Value for Money?

Recently, an independent review the effectiveness of the Australian government aid program was carried out.  In the context of the stated intention of the government to increase overseas aid to 0.5% of GNI by 2015, the aid review was commissioned to recommend how, and where, this commitment should be accomplished.

These are exciting times for us here in the development world in Australia, and the final report of the independent review panel is another reason for optimism.  Like many agencies, we here at ChildFund Australia provided a submission to the review panel, and was honored to meet directly with the panel’s chair, Mr. Sandy Holloway.  It was a good, and quick, process.

The panel’s recommendations included “…a fundamental operational principle for the aid program. This is value for money. This principle applies from the highest level strategic design of the program down to the conduct of specific projects and activities…”

I think that everybody agrees that all of us, and every agency, working to overcome poverty must provide “value for money.”  We are entrusted with resources which we have a duty to steward – legally, morally, and ethically – a duty to employ those resources in the best manner, to build better futures for poor people.

What is “value for money”?  For me, there are three elements which add up to “value for money”: we must use resources efficiently, we must use resources effectively, and we must be transparent about our use of resources to our stakeholders: donors, partners, communities where we work, and our teams here, and overseas.

Efficient use of resources means that we have appropriate systems and procedures to ensure that we allocate our human and financial resources explicitly, clearly, and according to good business practices.  Not being wasteful.

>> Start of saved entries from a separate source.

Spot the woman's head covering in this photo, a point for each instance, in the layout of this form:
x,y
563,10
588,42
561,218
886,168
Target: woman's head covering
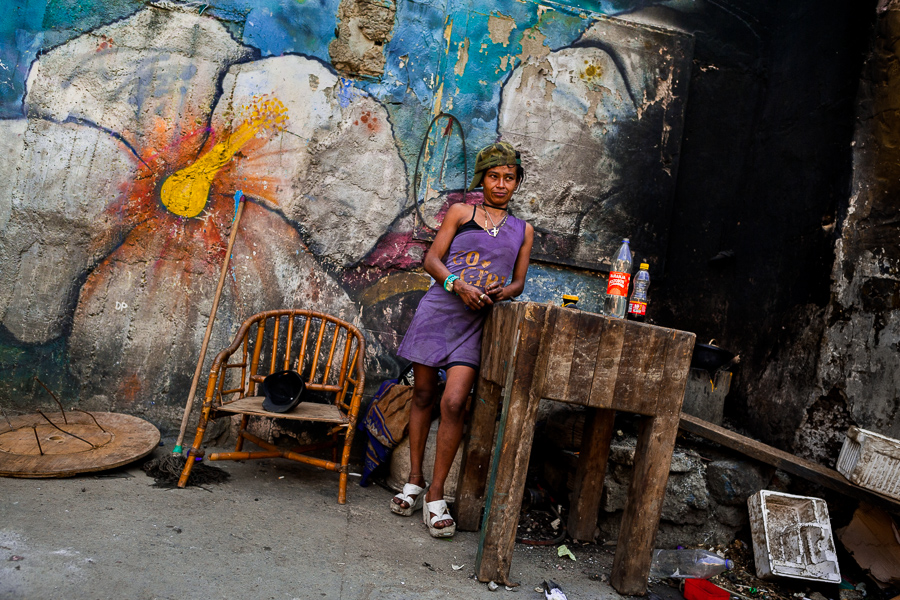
x,y
495,155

So we have budgets which are reviewed and approved; that our expenditures and activities are authorized and controlled and monitored according to agreed protocols; that we support and train our staff so they have the tools and competencies they need; and that we review the use of these resources frequently with an eye towards ensuring that our costs are in line with good practice.  We carefully manage the use of foreign staff in our programs, because we firmly believe that local people have the knowledge, skills, and capacities that are needed.  And external resources are always somewhat more expensive and should therefore be used judiciously.

But our supporters don’t entrust us with resources only to be efficient – they want to make a difference in the world!  That means that we must be effective, make a difference in the world… for us, build better futures for deprived, excluded, vulnerable children.

Effectiveness means working on the causes of child poverty.  We have learned that children are poor because they lack assets such as health, education, and income.  Assets such as clean air and water and access to productive land.  Assets such as the bonds of trust and solidarity in their communities and across cultures.  They are poor also because they, and their families and communities (and even nations) are relatively less powerful than other (children, families, communities, nations…)  And they are poor because they face increasing risks – from other people, from civil conflict, from climate change, and so forth.

So our programs strive to build human, financial, social assets; build the power of poor people to take collective action in the interests of their children; and build protective networks around children.  That’s effectiveness in a nutshell – understanding and addressing the causes of the phenomenon we seek to change, striving to understand the mechanisms through which those causes act, and taking deliberate action.

We can’t deliver value for money unless our stakeholders know what we’re doing, transparently.  So we strive to be transparent by developing our programs together with local communities and partners; by reporting periodically and fully about what we do with, and accomplish with, funds to a wide range of publics; by responding to concerns, questions, suggestions from our stakeholders and the public.  We have a range of processes and procedures to enhance our transparency, but this is not a destination – it’s a journey, through which we seek to continually be more transparent.

“Value for money” is essential – our supporters, the communities we work in, and the children we serve all demand it.  We demand it of ourselves.  Understanding clearly the meaning of “value for money” is the first step towards delivering it.